‘Amazon of its day’


Sears files for Chapter 11 bankruptcy reorganization, announces plans to close 142 of its remaining stores

Associated Press

Before there was Amazon – or, for that matter, Home Depot or Walmart or Kmart – there was Sears.

From its beginnings as a mail-order watch business in Minneapolis 132 years ago, the company grew to become America’s everything-under-one-roof store and the biggest retailer in the world.

For generations of Americans, the brick-like Sears, Roebuck and Co. catalog was a fixture in just about every house – a miscellany of toys and clothes and furnishings and hardware that induced longing for this or that dream purchase. The Sears brand loomed as large over the corporate landscape as its 108-story basalt-like headquarters did over the Chicago skyline.

“It was the Amazon of its day,” said Mark Cohen, a professor of retailing at Columbia University and a former Sears executive.

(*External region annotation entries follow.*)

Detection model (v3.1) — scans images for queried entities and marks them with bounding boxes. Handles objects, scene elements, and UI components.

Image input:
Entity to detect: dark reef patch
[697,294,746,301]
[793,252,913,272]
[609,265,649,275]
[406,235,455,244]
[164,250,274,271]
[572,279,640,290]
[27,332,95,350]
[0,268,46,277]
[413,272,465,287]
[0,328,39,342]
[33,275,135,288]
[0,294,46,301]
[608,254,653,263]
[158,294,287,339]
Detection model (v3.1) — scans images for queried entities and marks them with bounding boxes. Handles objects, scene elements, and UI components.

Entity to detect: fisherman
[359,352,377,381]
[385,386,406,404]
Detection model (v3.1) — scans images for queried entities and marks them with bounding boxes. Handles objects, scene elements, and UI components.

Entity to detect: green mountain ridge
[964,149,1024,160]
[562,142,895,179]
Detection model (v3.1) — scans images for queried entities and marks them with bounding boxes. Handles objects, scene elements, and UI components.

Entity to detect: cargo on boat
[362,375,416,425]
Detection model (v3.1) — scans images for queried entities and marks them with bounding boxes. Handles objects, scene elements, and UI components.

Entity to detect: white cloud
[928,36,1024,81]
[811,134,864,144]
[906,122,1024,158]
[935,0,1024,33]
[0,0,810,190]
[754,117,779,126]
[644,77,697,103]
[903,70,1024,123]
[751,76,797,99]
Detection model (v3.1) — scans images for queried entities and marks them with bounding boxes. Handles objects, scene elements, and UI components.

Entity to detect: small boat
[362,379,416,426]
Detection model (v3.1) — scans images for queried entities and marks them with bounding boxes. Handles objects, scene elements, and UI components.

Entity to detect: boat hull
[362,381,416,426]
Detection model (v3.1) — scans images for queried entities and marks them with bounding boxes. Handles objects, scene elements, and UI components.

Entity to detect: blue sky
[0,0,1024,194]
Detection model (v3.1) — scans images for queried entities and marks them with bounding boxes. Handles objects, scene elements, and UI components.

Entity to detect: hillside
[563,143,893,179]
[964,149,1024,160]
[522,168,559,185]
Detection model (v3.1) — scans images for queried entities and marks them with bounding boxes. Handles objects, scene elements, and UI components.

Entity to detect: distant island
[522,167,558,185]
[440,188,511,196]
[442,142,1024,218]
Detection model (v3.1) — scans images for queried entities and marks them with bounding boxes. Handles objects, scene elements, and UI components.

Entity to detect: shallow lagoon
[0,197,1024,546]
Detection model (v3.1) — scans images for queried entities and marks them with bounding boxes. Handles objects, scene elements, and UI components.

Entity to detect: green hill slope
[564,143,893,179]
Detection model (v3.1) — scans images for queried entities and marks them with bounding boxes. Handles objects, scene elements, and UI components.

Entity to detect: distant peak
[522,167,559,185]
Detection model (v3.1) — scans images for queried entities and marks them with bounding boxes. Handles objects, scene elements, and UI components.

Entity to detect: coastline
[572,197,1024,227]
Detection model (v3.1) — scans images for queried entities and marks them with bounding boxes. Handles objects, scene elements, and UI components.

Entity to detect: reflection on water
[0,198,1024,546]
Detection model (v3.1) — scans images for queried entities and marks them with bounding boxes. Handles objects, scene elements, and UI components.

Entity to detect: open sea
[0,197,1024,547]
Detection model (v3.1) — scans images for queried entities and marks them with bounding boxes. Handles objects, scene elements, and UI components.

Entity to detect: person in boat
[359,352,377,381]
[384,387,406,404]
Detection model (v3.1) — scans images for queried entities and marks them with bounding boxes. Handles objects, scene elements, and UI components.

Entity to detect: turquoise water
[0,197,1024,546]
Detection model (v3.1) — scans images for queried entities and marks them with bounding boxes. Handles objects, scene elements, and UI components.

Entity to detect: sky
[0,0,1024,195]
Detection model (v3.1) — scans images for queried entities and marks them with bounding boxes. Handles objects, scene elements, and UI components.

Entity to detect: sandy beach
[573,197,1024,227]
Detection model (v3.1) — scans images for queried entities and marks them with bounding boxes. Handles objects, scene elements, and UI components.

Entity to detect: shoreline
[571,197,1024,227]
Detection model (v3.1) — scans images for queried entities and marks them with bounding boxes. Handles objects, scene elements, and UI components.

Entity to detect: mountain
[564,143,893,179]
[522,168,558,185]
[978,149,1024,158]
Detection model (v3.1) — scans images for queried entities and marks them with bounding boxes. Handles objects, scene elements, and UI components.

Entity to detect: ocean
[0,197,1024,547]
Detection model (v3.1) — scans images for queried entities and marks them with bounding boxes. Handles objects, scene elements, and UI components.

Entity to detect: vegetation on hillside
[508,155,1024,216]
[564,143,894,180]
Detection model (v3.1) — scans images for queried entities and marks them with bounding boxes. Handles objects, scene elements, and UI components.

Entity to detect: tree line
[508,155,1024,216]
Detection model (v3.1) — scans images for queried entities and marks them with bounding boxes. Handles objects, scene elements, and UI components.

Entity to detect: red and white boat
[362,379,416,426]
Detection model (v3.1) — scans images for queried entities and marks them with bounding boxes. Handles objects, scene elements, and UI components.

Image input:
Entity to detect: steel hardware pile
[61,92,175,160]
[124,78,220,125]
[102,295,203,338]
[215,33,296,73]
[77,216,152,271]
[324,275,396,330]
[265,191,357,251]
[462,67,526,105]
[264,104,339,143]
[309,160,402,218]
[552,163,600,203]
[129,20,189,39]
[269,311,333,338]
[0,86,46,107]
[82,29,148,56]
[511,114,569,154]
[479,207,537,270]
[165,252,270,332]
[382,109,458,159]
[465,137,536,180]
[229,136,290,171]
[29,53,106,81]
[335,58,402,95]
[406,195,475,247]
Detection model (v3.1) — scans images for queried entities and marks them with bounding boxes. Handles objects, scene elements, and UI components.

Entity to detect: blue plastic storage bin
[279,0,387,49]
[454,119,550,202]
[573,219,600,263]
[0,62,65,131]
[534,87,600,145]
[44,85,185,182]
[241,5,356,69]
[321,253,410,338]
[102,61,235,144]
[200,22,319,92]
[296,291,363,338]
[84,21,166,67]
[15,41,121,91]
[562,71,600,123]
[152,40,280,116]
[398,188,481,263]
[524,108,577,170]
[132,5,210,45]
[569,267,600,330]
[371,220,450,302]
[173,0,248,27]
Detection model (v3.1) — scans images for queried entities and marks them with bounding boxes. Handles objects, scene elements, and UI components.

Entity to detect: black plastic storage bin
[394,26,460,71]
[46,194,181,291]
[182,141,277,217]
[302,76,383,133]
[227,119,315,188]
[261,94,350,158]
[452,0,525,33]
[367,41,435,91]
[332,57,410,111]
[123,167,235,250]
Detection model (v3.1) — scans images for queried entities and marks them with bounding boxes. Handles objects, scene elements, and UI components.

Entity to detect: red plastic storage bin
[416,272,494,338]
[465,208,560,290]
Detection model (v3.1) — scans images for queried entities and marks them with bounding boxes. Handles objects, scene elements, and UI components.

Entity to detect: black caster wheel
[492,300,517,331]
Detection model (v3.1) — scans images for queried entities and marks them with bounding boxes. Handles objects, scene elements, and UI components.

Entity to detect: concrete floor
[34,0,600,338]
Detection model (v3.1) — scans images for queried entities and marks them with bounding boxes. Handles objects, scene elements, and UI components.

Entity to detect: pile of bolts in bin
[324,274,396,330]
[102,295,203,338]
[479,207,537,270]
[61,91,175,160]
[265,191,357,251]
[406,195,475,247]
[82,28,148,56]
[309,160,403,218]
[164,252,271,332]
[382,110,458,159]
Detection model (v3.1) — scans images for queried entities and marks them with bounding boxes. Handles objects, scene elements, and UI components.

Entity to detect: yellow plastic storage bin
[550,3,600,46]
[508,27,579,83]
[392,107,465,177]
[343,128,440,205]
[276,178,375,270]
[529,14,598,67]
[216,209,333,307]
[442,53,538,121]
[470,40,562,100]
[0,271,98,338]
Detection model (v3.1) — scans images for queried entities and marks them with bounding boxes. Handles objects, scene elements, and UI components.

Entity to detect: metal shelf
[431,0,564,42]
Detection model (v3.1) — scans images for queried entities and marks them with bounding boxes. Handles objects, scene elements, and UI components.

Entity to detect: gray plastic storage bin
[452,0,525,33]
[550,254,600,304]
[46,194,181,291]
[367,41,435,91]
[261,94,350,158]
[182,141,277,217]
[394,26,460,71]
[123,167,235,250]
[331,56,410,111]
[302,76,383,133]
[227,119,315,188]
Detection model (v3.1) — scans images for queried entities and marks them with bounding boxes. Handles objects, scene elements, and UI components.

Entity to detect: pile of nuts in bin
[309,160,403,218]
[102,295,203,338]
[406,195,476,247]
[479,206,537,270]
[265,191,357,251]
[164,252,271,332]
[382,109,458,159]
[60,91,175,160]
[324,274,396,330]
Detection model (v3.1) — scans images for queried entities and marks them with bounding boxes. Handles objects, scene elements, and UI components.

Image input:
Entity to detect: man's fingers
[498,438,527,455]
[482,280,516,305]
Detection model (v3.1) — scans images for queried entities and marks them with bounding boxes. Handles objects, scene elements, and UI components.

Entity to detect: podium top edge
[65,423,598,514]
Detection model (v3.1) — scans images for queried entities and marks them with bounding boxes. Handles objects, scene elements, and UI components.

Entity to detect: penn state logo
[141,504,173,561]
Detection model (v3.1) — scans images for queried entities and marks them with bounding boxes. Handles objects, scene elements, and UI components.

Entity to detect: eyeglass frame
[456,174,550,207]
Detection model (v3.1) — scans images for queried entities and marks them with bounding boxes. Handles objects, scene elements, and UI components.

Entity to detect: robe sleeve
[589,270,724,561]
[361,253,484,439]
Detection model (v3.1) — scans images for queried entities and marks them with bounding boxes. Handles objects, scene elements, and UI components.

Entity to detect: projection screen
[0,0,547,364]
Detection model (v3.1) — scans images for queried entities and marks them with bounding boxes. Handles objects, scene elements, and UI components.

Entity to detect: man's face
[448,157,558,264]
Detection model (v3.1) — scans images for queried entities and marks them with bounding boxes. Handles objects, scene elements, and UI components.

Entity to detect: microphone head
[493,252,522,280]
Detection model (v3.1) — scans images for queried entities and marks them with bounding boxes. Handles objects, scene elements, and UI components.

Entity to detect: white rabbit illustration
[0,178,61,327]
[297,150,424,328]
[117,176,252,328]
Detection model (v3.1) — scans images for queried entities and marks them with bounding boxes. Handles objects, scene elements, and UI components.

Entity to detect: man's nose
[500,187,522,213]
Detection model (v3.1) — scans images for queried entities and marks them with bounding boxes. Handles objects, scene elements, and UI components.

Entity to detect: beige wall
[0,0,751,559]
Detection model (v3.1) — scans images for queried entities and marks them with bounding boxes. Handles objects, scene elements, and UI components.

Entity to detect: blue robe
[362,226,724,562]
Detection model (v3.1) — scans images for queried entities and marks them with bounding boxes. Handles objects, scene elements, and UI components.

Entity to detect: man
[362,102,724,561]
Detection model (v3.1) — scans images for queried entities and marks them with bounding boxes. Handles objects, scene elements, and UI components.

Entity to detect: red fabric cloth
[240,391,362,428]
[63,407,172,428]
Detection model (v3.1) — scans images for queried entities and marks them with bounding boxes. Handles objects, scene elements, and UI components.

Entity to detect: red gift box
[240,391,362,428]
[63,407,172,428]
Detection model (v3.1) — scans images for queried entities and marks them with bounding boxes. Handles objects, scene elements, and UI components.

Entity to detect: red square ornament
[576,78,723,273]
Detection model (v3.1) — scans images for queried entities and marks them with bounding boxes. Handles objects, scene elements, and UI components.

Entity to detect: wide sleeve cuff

But how the mighty have fallen: Plagued by falling sales and heavy debt, Sears filed for Chapter 11 bankruptcy reorganization Monday and announced plans to close 142 of its roughly 700 remaining stores and eliminate thousands of jobs in a bid to stay afloat, if only for a while.

Analysts have their doubts it will survive.

“In our view, too much rot has set in at Sears to make it (a) viable business,” Neil Saunders, managing director of GlobalData Retail, said in a note to investors.

Its bankruptcy was years in the making. Sears diversified too much. It kept cutting costs and let its stores become fusty in the face of increasing competition from the likes of Walmart and Target. And though it expanded onto the Internet, it was no match for Amazon.

“In point of fact,” Cohen said, “they’ve been dead for a very long time.”

In its bankruptcy filing, Sears Holdings, which operates both Sears and Kmart stores, listed assets of $1 billion to $10 billion and liabilities of $10 billion to $50 billion. It said it has lined up $300 million in financing from banks to keep operating and is negotiating an additional $300 million loan.

The company once had around 350,000 employees; as of Monday’s filing, it was down to 68,000. At its peak, it had 4,000 stores in 2012; it will now be left with a little more than 500.